Inmates are at the prison for offences ranging from theft to murder — the only two categories of prisoner not admitted are those convicted of terrorism and sex offences.
The Mount, a training and resettlement prison, has long had a rugby tradition and has been involved in local leagues for decades — with a hiatus that ended in 2019.
Stephen Fitzsimmons, the supervising officer of physical education, said rugby had a long tradition at the institution.
“Mount rugby have won numerous awards including a president’s award from the Rugby Football Union, which is ironic,” he said.
Fitzsimmons said because the rules of the sport were alien to many, it acted as a great “leveller.”
“I tell them ‘I am Fitz, not governor, when we step over that white line.’ They are more like rabbits in the headlights when they start playing. They can be cocky and the next minute they are on their backside,” he said.
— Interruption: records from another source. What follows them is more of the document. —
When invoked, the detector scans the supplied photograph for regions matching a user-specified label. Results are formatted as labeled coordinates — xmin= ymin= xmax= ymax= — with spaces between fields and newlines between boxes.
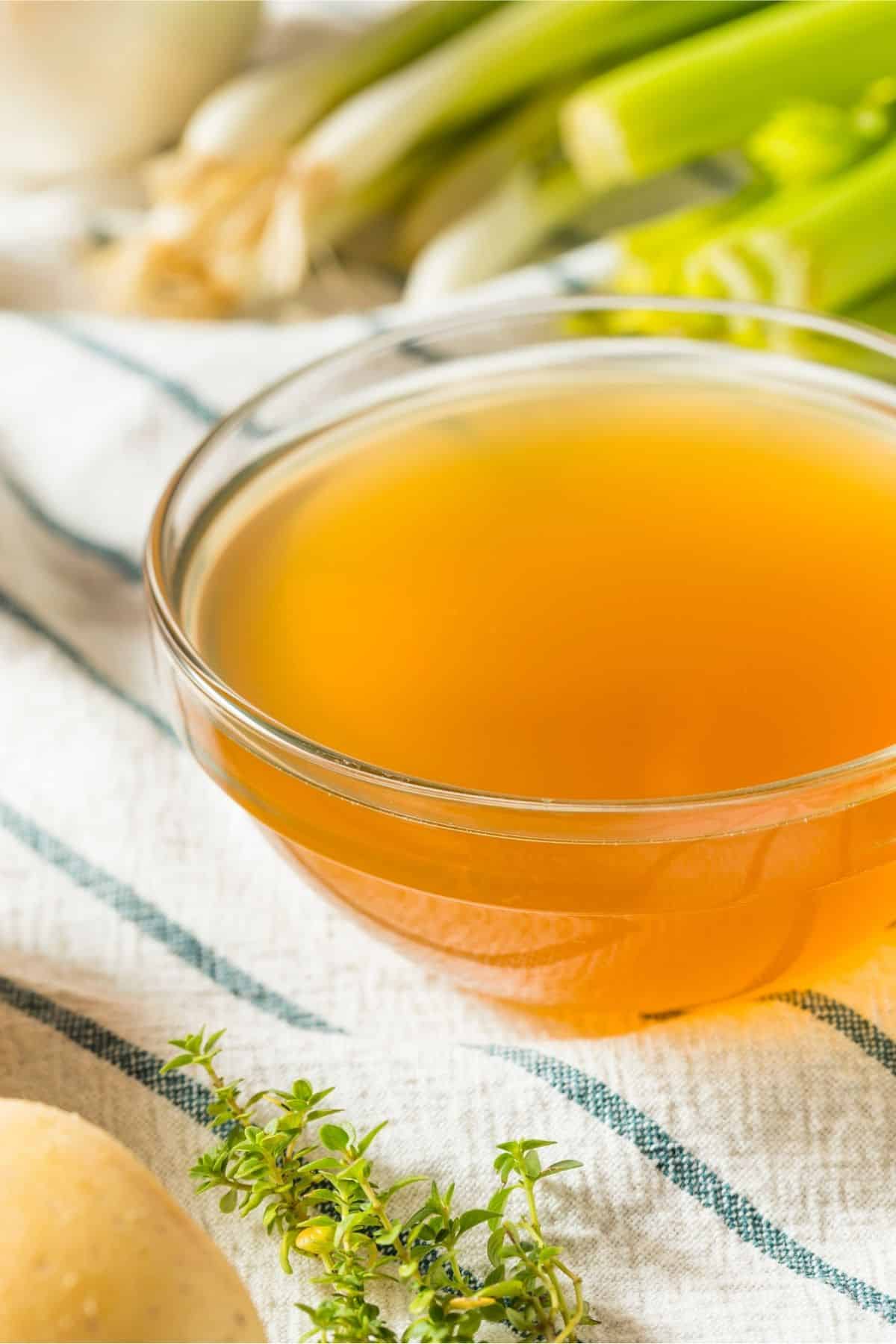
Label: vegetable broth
xmin=184 ymin=373 xmax=896 ymax=1011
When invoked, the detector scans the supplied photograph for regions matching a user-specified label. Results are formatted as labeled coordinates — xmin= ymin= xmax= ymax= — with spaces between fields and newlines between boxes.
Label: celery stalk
xmin=691 ymin=140 xmax=896 ymax=312
xmin=297 ymin=0 xmax=762 ymax=205
xmin=561 ymin=0 xmax=896 ymax=185
xmin=612 ymin=184 xmax=767 ymax=294
xmin=181 ymin=0 xmax=504 ymax=158
xmin=845 ymin=285 xmax=896 ymax=336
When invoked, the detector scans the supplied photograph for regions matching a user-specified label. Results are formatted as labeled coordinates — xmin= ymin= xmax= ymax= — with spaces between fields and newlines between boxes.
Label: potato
xmin=0 ymin=1098 xmax=264 ymax=1344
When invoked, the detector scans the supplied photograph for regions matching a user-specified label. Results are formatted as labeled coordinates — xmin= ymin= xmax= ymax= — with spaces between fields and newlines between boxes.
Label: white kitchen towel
xmin=0 ymin=289 xmax=896 ymax=1341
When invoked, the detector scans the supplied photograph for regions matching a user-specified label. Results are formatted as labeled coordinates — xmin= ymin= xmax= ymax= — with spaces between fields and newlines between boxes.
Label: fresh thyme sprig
xmin=163 ymin=1028 xmax=595 ymax=1344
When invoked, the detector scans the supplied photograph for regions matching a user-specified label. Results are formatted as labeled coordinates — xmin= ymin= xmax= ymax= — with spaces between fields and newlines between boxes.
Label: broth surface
xmin=187 ymin=378 xmax=896 ymax=798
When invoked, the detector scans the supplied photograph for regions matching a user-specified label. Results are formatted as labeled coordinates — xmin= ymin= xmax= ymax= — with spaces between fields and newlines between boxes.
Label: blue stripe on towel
xmin=494 ymin=1045 xmax=896 ymax=1324
xmin=0 ymin=801 xmax=344 ymax=1035
xmin=768 ymin=989 xmax=896 ymax=1075
xmin=0 ymin=588 xmax=177 ymax=742
xmin=0 ymin=976 xmax=212 ymax=1125
xmin=28 ymin=313 xmax=224 ymax=426
xmin=0 ymin=469 xmax=141 ymax=583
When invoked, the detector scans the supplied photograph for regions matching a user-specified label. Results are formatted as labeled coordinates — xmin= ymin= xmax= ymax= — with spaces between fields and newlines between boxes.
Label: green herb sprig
xmin=163 ymin=1028 xmax=597 ymax=1344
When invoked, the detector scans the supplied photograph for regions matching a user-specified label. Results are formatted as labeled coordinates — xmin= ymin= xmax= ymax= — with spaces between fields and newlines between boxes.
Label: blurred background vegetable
xmin=68 ymin=0 xmax=896 ymax=340
xmin=0 ymin=0 xmax=261 ymax=184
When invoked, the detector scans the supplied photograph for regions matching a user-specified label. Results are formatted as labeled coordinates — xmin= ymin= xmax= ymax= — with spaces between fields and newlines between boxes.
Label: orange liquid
xmin=184 ymin=380 xmax=896 ymax=1012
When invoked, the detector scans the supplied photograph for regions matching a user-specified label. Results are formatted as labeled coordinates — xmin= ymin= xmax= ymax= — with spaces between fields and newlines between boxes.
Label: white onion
xmin=0 ymin=0 xmax=261 ymax=185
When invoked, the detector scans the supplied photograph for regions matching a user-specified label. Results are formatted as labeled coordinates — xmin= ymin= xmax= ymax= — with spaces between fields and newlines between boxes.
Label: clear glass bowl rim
xmin=144 ymin=294 xmax=896 ymax=833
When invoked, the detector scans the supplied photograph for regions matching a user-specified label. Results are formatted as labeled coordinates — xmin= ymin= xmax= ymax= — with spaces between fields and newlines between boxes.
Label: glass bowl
xmin=145 ymin=297 xmax=896 ymax=1016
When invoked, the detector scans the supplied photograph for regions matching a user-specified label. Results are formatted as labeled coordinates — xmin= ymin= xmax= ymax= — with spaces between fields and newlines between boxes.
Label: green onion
xmin=297 ymin=0 xmax=762 ymax=205
xmin=181 ymin=0 xmax=498 ymax=158
xmin=561 ymin=0 xmax=896 ymax=185
xmin=399 ymin=86 xmax=570 ymax=261
xmin=405 ymin=164 xmax=591 ymax=304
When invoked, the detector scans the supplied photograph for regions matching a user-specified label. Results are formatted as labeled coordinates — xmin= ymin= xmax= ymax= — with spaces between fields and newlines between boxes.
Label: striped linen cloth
xmin=0 ymin=276 xmax=896 ymax=1341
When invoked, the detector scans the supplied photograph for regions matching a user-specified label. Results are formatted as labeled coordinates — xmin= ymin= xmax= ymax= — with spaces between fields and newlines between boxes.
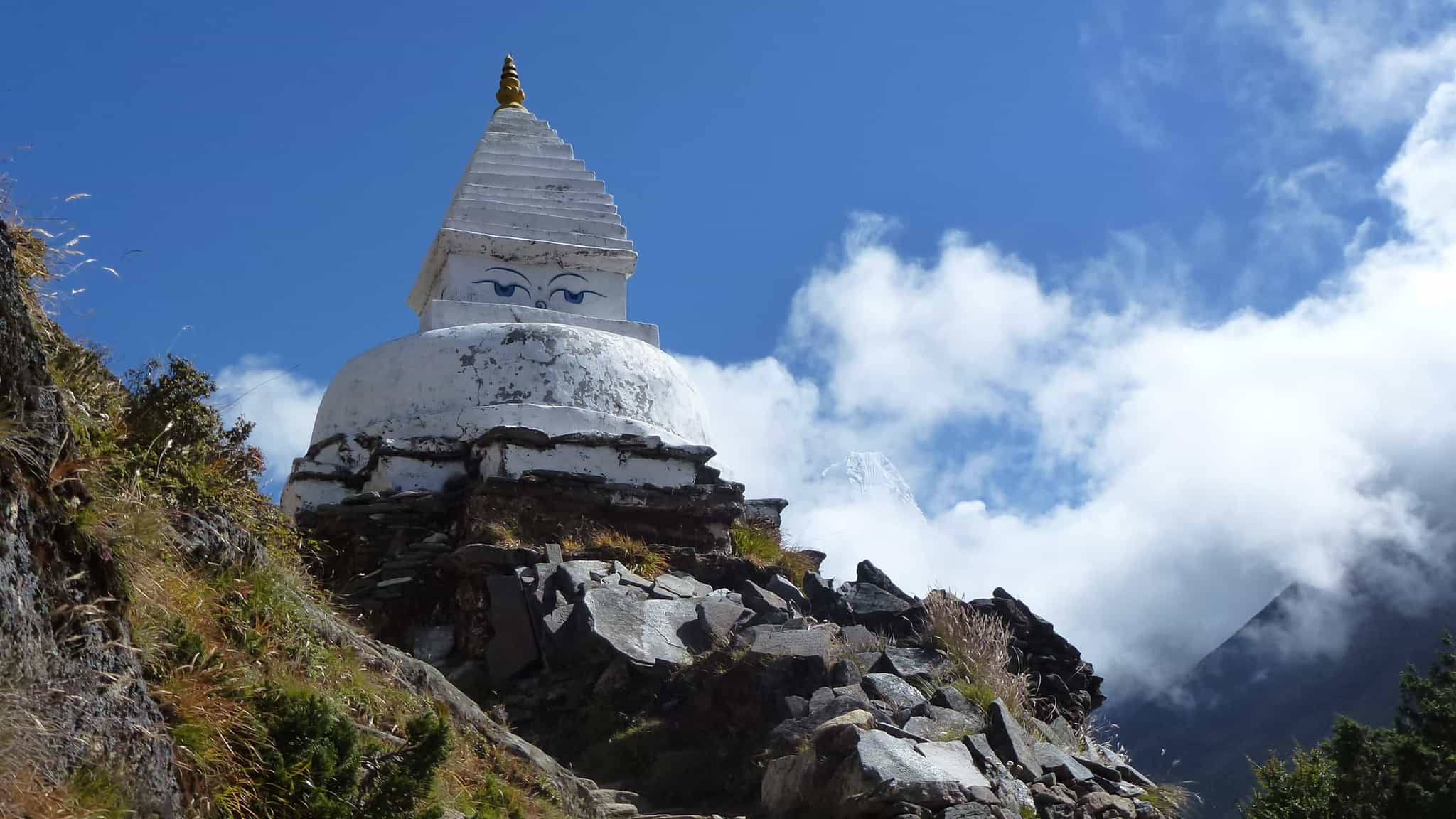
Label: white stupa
xmin=284 ymin=57 xmax=710 ymax=513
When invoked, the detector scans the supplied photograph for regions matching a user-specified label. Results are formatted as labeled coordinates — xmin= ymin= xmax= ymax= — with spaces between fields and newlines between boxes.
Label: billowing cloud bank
xmin=220 ymin=0 xmax=1456 ymax=682
xmin=678 ymin=76 xmax=1456 ymax=679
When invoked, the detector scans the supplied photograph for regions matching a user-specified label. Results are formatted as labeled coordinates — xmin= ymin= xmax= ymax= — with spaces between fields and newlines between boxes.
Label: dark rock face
xmin=0 ymin=223 xmax=181 ymax=818
xmin=970 ymin=587 xmax=1106 ymax=726
xmin=855 ymin=560 xmax=920 ymax=605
“The rugby program is massively important as the ethos of the sport serves them really well. It is adding another layer.”
For Sam Cload, the Get Onside project manager, the aim is to help prisoners make the right choices as they focus on the future. He said he could empathize with the prisoners as he was on a “slippery slope as a young fellow.”
“Once you are in trouble it is hard to right the ship again,” said Cload, who joined the project in 2019.
“I want to offer something positive to people who perhaps have made the wrong choice and now need help to start making the right choices again.”
Dein, once one of the most powerful figures in English football, has praised the work taking place at the prison, situated in the leafy commuter belt about 40 kilometers from London.
“The exceptional work taking place at The Mount exemplifies the Twinning Project’s belief that sport really can change lives for the better,” he said.
The project is not just about rugby — it also involves bringing in experts to teach prisoners about how to prepare job applications and there are topical discussions before training.
Cload posts a maxim on the whiteboard before the discussions.
“I put up the saying ‘you are the sum of the first five people you meet’ to say to them if they are five positive people you will take positive actions,” he said.
“For someone released, there is a short timeframe before they fall back among old groups of people they hung out with before and who are a bad influence.”
Cload said he wanted those released to come to the club afterwards and carry on working with them.
One example is Oz, who became involved in the program while at a young offenders’ institution, which is where the project began in 2011.
Oz, in his 20s, who asked to be referred to only by that name, served three years of a six-year sentence for grievous bodily harm and money laundering.
He is now a project mentor and sits on the project steering group as an advisor.
He said the program had served him well.
“Maybe in regular jail life you would not mix together but this (rugby) you have to have each others’ backs,” he said. “This teaches you in applying values of rugby to everyday lives outside of prison like humility, respect, honesty teamwork. Those are the pillars.”